モグラ君などと可愛く言ってるが、見た目はかなり厳ついんで、けっこう恐いけどね。
そう、今作戦の主役はこいつだったのだ!
"カオスリザードネグロス"が見てない所から地下を掘り進んでもらい、女の子の真下から穴を開け、彼女を救出!っつーぶっちゃけ、それだけの単純な作戦であった!
…まあそれが、キエラの暴走…いや、頑張りで当初の目標地点からズレたりもしたが、Maxレベルまで強化カードでレベルアップしておいていたので、そのパワーで掘削の修正は難なく出来た。

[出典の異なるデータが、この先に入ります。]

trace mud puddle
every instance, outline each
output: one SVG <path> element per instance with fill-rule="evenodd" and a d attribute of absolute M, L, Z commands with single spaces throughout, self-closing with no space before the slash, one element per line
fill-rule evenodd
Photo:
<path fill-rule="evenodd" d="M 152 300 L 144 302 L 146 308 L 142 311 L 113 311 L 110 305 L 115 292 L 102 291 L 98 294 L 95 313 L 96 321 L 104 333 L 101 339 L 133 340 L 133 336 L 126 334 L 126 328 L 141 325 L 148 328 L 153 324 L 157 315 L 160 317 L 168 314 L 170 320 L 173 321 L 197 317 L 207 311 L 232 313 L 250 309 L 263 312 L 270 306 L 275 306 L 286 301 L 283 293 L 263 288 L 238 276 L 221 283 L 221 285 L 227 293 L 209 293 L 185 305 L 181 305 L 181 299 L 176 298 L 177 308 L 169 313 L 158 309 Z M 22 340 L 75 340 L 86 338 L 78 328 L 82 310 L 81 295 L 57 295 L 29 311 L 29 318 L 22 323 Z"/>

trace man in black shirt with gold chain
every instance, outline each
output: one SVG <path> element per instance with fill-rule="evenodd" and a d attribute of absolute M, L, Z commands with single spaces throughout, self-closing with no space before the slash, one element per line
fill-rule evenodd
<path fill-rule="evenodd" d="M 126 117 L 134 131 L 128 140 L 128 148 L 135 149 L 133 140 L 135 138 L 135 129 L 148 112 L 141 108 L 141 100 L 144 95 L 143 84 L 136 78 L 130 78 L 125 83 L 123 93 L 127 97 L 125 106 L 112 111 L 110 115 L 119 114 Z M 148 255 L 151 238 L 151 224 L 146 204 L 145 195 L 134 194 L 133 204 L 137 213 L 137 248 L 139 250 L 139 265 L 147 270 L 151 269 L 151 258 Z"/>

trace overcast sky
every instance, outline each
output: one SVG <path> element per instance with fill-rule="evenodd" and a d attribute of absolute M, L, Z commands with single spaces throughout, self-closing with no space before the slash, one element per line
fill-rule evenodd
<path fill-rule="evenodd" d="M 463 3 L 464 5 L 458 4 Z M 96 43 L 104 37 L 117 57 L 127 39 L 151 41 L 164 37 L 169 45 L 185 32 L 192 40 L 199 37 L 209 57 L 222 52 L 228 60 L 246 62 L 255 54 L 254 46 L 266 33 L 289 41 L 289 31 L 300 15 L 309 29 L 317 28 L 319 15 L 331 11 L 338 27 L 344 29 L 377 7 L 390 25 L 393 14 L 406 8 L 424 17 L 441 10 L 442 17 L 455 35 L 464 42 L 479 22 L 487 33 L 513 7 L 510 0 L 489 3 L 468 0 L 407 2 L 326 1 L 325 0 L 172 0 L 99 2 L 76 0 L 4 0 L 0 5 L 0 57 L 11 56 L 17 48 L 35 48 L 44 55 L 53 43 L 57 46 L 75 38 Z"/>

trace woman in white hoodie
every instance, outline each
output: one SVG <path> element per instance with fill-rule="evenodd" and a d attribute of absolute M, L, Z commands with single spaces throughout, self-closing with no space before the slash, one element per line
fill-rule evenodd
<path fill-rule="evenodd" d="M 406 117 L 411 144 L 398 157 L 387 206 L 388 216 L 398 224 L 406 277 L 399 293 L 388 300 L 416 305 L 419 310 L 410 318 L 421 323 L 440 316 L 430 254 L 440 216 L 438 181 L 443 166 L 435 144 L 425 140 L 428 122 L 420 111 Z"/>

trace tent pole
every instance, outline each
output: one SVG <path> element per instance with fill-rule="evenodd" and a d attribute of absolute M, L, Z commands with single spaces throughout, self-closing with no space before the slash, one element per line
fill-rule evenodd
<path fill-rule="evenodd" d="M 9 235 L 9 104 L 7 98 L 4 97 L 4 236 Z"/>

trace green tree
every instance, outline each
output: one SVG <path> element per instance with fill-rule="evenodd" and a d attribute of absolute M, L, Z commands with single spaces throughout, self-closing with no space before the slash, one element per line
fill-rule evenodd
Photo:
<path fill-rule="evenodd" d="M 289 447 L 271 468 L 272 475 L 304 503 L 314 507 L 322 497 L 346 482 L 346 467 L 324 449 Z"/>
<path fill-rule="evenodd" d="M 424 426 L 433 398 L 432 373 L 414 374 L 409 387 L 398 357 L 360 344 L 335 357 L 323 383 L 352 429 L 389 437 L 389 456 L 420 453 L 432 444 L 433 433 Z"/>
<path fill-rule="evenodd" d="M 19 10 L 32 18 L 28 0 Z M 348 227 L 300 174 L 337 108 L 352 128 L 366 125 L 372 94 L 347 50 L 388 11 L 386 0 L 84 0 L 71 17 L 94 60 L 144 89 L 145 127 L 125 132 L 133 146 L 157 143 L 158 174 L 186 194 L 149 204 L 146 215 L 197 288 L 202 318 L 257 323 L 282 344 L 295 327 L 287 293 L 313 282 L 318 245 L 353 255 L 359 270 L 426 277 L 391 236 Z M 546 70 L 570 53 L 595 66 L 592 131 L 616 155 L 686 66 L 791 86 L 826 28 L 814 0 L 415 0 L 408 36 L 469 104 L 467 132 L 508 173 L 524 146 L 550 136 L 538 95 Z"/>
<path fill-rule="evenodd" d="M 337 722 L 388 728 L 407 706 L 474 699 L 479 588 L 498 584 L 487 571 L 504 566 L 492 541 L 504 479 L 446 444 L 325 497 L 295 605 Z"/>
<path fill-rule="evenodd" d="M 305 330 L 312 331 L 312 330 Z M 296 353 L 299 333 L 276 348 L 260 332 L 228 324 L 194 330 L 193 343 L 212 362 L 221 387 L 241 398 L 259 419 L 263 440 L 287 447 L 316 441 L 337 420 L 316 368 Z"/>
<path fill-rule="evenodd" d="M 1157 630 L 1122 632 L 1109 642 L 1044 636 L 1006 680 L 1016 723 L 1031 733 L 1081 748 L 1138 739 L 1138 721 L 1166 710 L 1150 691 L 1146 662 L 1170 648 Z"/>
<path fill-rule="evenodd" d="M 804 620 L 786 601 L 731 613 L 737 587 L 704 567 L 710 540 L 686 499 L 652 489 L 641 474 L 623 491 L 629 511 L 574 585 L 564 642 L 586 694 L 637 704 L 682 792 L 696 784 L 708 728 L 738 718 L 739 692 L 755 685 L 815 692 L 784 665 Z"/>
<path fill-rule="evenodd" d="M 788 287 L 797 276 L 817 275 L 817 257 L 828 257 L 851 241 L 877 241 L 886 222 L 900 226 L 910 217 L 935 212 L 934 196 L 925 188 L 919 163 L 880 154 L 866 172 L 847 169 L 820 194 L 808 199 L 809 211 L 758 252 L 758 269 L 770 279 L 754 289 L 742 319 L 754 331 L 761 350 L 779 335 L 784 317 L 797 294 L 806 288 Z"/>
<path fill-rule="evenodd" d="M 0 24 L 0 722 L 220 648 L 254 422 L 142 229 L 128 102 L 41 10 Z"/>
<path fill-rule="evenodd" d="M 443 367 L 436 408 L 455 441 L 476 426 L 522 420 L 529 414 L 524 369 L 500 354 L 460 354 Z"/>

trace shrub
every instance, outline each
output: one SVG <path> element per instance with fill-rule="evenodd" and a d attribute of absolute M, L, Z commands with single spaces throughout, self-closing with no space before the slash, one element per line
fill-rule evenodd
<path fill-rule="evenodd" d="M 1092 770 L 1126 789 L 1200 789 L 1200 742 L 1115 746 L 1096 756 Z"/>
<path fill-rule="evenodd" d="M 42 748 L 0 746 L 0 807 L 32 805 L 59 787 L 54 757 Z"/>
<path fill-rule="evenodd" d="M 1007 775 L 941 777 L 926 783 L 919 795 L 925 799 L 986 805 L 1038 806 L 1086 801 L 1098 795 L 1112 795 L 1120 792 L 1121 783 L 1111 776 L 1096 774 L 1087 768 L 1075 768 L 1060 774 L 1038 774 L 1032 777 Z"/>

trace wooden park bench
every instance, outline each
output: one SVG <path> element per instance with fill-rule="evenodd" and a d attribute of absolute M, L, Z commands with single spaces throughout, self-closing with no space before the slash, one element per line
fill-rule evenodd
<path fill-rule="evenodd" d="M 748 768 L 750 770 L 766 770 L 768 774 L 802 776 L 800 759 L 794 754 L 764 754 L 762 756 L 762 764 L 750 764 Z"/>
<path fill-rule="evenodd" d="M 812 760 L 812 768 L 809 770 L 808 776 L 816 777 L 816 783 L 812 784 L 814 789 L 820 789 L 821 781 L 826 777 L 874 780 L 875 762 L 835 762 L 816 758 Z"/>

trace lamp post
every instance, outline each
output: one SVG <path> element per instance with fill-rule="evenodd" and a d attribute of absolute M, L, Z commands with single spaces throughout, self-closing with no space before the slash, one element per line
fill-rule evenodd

いやほんと、彼女のお陰で女の子がノーマークになったんで、リスクがかなり下がったんだよ。
念のためと思って連れていったチミッ娘三人組が、ほとんど要らなかったもんねー。
キエラさんやればできるコ!
「みみっー!」
そして最後にに出て来たのは、みー子の蔦によって引き出される。
蔦は、ひと抱えはある岩を持ち上げている。
ただしそれだけではない。
岩の上面には、こいつが貼り付いていた。
グリーディーウィード N Lv 5
覚えてるだろうか?
転生して間もない頃に手に入れたやつだ。
デッカイ四つ葉の葉っぱで、自分の上に乗った獲物を包み絞め殺してしまう植物族のNモンスターだ。
しかし呼び出した場所から動けないという致命的な欠点があり、『使えない』としていたカードモンスターのひとつだった。
だがこの世界じゃあ、こんな使い方が出来るんだから捨てたもんじゃないよね!
その"グリーディーウィード"は自らの大きな葉で、『何か』を包んでいる様にしている。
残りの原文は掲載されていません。